Raiders' revival, Tom Brady's focus among midseason highlights
By Michael Silver
NFL Media columnist
Published: Nov. 5, 2015 at 04:24 p.m. Updated: Nov. 5, 2015 at 04:58 p.m.
SAN FRANCISCO -- Midway through an outdoor corridor in the back of an ultra-hip lounge across the Bay on Tuesday night, two powerful pillars of Oakland football converged: Marshawn Lynch, the Seattle Seahawks' star running back, who holds his hometown near and dear to his heart, and Raiders owner Mark Davis, who may or may not be relocating to Los Angeles next season but nonetheless has the Black Hole abuzz.
After exchanging pleasantries with Lynch -- whose agent, Doug Hendrickson of Relativity Sports, was hosting a star-filled private fundraising event for California Lt. Gov. Gavin Newsom that featured a live acoustic performance by the band Train -- Davis paused to reflect on one of the 2015 season's more inspiring storylines: After 12 seasons of futility, the Raiders appear to be back on track.
With Oakland boasting a 4-3 record and some exciting young players, including the "AC/DC" combination of rookie receiver Amari Cooper and second-year pro Derek Carr at quarterback, there has been a surge of pent-up excitement from those who worship the Silver and Black. It should be on full display on Nov. 14, when the Raiders next play at O.co Coliseum, against the Minnesota Vikings, whose 5-2 start has been fueled by the strong play of their own sophomore signal-caller, Teddy Bridgewater.
"That should be a great game," Davis said, his voice rising with enthusiasm. "We love our guy [Carr, drafted 36th overall in 2014], and their guy [Bridgewater, selected four spots earlier] is good, too. It will be fun to see two young quarterbacks with so much potential getting after it."
As with his late father, legendary Pro Football Hall of Famer Al Davis, Mark and I have had our share of disagreements over the years, but he'll get no argument from me on that point.

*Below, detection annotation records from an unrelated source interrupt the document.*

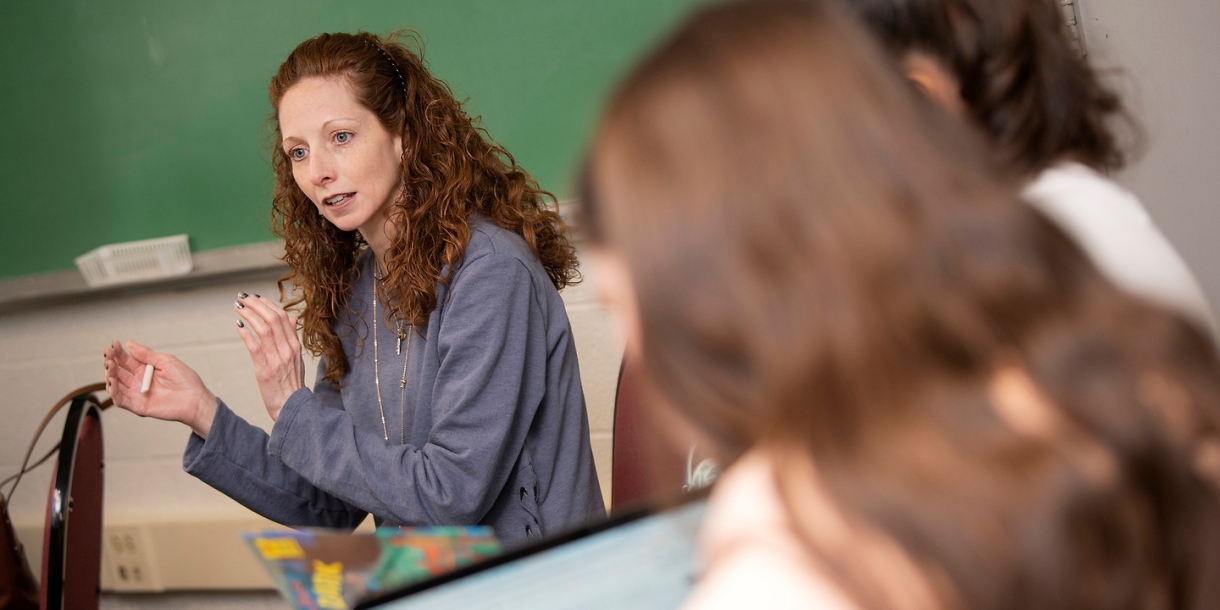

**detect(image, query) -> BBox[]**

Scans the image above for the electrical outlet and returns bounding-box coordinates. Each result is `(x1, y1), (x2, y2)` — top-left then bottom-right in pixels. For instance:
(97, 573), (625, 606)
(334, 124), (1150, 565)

(101, 525), (165, 592)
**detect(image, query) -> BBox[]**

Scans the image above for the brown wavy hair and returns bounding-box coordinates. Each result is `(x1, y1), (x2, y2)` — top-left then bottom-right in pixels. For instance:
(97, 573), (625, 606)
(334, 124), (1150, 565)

(847, 0), (1138, 176)
(578, 0), (1220, 610)
(268, 32), (580, 384)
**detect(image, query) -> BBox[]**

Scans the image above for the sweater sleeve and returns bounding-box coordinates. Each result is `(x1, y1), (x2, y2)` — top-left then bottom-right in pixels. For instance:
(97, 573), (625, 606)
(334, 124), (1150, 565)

(270, 253), (547, 525)
(182, 390), (366, 528)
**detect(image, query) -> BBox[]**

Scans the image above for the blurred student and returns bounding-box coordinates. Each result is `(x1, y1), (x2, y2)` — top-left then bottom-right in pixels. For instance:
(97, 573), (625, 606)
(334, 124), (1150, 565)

(847, 0), (1216, 333)
(581, 0), (1220, 610)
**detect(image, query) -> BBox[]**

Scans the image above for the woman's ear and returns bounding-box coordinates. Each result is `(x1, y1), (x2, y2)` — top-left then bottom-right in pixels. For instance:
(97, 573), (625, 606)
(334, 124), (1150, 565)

(902, 51), (966, 117)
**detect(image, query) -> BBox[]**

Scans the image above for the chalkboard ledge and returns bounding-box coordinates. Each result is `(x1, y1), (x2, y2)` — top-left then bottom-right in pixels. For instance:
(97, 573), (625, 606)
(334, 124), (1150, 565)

(0, 242), (288, 314)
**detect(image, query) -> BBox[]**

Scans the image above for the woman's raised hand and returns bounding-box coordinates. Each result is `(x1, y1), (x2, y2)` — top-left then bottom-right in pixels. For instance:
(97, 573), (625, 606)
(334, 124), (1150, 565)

(233, 293), (305, 421)
(102, 342), (216, 438)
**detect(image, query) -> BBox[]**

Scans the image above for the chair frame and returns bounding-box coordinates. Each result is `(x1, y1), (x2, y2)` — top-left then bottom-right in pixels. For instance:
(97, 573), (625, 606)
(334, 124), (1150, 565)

(40, 394), (105, 610)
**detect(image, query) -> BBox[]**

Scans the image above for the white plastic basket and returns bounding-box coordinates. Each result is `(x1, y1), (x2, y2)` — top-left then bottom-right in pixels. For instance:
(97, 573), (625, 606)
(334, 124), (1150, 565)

(76, 235), (192, 287)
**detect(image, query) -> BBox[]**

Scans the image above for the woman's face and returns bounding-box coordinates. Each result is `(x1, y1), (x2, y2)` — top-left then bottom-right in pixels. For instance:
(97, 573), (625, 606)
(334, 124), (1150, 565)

(279, 77), (403, 251)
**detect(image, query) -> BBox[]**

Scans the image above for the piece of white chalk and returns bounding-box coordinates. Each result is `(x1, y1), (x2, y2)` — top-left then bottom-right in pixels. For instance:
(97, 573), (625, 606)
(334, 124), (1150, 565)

(140, 365), (153, 394)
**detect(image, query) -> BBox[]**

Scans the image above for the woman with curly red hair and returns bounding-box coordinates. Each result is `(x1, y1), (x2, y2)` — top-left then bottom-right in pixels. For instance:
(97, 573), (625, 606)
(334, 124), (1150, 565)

(106, 33), (604, 545)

For all of the unpleasant things that have happened in the NFL over the first half of the 2015 season -- from season-ending injuries to valiant veterans like Ravens pass rusher Terrell Suggs and his equally gritty teammate, wideout Steve Smith; to the benching of Colin Kaepernick less than three seasons after the dynamic young quarterback was 5 yards away from leading the 49ers to their sixth Super Bowl title; to the stunning regression of Colts quarterback Andrew Luck, something no one (least of all myself) saw coming back in September -- watching promising young passers like Carr and Bridgewater burgeon into potential franchise quarterbacks is chicken soup for the grizzled columnist's soul.
The Raiders' revival.
Yes, I recognize that it's early. As injured defensive lineman Justin Tuck (who also attended the exceptionally cool Newsom event Tuesday night at Forgery, where Joe Montana's daughter, Elizabeth, displayed grace under pressure as a bartender under siege), a two-time Super Bowl champion during his time with the Giants, wisely cautioned, the Raiders' 4-3 start "doesn't matter. We haven't done anything yet. In this league, you get crowned or killed in the media and by fans, etc., every week." He's right: It's easy to see the Raiders losing their next two games, to the Steelers and Vikings, to fall below .500. Then again, the rest of the way, they'd only face two more teams (Broncos, Packers) who currently have winning records. However you break it down, Oakland has a very legitimate shot at achieving its first winning season since 2002 -- when the Raiders rolled to an AFC title before getting pummeled by the Bucs in Super Bowl XXXVII -- and of ending its long playoff drought. The Raiders' roster is far from perfect, but these guys play hard and seem to possess better discipline and chemistry than in the past few seasons. Credit new coach Jack Del Rio and embattled general manager Reggie McKenzie, who somehow survived despite an 11-37 start to his Oakland tenure and some highly questionable decisions. (He's now 15-40, which has emboldened numerous Raiders fans to step to me -- and crack me up in the process -- via the mellifluous missives of social media. Bless them; we may not agree, but I'm excited that they're excited, so there's that ...) Davis, who stubbornly stuck with McKenzie, deserves praise as well. The Raiders are a long, long way from the glory days they enjoyed under Davis' dad, but they're nearly halfway home on the road to relevance, and that's not a terrible place to be.